Exit Row Responsibilities:

1. Follow oral directions and hand signals given by crew members.

2. Locate the emergency exit.

3. Assess outside conditions. If opening exit poses hazard, do not open!

4. Operate emergency exit.

5. Deploy emergency chute.

I looked over.

The professor still had his nose buried in Israel and the Minor Prophets.

Prophets, I thought. Brother.

Did his highness know anything about emergency chutes? How about escape-slide operating mechanisms? And while we were on the subject, how about keeping his cool in a howling descent? How about that?

Unlikely, I decided. If things went sideways he’d cry for mama - like the rest of us.

The movie spun through a handful of narrative threads, finally weaving them together into an unlikely filigree on the steps of the high school.
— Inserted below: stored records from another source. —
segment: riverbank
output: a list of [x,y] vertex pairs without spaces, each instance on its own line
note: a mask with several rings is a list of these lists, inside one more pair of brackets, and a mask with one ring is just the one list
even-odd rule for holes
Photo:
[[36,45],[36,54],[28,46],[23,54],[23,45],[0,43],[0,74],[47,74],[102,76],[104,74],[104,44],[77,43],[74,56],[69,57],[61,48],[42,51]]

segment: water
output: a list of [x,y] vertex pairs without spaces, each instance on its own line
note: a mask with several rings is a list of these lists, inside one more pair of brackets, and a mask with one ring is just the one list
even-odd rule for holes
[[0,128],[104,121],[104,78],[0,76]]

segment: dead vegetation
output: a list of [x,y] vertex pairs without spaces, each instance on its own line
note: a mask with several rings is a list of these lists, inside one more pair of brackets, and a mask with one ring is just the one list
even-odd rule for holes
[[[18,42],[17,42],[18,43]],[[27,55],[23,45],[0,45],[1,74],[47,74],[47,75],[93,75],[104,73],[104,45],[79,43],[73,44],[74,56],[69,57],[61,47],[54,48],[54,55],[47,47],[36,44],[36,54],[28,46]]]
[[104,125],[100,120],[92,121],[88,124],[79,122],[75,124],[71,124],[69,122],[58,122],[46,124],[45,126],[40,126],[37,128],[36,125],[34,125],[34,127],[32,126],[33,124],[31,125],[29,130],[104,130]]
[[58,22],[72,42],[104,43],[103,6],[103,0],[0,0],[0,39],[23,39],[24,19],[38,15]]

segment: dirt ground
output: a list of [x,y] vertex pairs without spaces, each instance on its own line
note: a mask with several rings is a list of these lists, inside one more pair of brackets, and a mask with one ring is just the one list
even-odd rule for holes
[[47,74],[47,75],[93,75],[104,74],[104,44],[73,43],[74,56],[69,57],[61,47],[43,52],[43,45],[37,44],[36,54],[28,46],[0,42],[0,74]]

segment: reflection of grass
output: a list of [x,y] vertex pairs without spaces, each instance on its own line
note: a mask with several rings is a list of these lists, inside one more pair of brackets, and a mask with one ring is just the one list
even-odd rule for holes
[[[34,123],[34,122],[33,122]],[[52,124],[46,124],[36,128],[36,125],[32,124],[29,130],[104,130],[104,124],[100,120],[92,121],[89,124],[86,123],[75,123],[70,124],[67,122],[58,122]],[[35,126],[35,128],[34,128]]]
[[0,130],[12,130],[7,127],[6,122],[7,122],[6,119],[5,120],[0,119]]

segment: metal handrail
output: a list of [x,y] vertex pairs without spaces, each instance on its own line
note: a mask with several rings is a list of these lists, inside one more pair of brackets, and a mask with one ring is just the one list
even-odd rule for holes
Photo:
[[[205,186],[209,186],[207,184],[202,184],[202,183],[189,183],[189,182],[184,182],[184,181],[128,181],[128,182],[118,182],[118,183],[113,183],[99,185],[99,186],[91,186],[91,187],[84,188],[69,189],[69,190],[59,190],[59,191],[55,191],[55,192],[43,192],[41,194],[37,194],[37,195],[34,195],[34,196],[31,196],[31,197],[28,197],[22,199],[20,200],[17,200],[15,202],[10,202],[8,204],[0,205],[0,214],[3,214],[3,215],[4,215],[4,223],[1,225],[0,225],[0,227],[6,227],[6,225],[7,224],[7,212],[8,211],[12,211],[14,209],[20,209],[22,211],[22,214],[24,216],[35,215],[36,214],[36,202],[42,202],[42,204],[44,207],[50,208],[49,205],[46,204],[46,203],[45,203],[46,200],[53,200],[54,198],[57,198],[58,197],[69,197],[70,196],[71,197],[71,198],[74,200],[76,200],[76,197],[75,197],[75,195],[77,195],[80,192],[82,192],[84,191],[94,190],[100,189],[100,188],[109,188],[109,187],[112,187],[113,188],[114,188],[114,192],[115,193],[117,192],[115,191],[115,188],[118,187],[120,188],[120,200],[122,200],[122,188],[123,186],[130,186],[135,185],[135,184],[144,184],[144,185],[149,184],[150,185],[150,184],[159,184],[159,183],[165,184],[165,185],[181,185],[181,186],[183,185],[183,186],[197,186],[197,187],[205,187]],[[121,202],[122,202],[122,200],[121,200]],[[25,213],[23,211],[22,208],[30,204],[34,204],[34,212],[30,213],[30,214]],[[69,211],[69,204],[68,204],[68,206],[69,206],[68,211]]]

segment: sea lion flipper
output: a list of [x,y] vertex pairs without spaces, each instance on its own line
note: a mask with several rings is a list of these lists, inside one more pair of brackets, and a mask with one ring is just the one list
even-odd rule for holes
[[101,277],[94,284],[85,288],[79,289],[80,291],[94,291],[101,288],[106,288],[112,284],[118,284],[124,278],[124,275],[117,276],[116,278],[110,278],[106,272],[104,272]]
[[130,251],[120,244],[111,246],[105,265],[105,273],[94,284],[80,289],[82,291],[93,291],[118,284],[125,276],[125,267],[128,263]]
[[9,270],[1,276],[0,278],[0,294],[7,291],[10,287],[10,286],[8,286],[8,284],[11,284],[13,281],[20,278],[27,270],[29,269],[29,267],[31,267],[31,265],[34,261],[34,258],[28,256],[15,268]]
Then theme up, and the credits began to roll. At last we were getting somewhere.

The film had been shot in San Clemente, sixty miles south of LA.

San Clemente, my hometown.

I’d attended that very high school, made out with freshman Mary Jo Curtis under those very same bleachers, piloted an old Triumph along those same hilly streets. And after having viewed it all through the camera’s transparent lens had found it an unfamiliar and alien place -

The ride was getting bumpy.

I tightened my seatbelt and ordered a double scotch.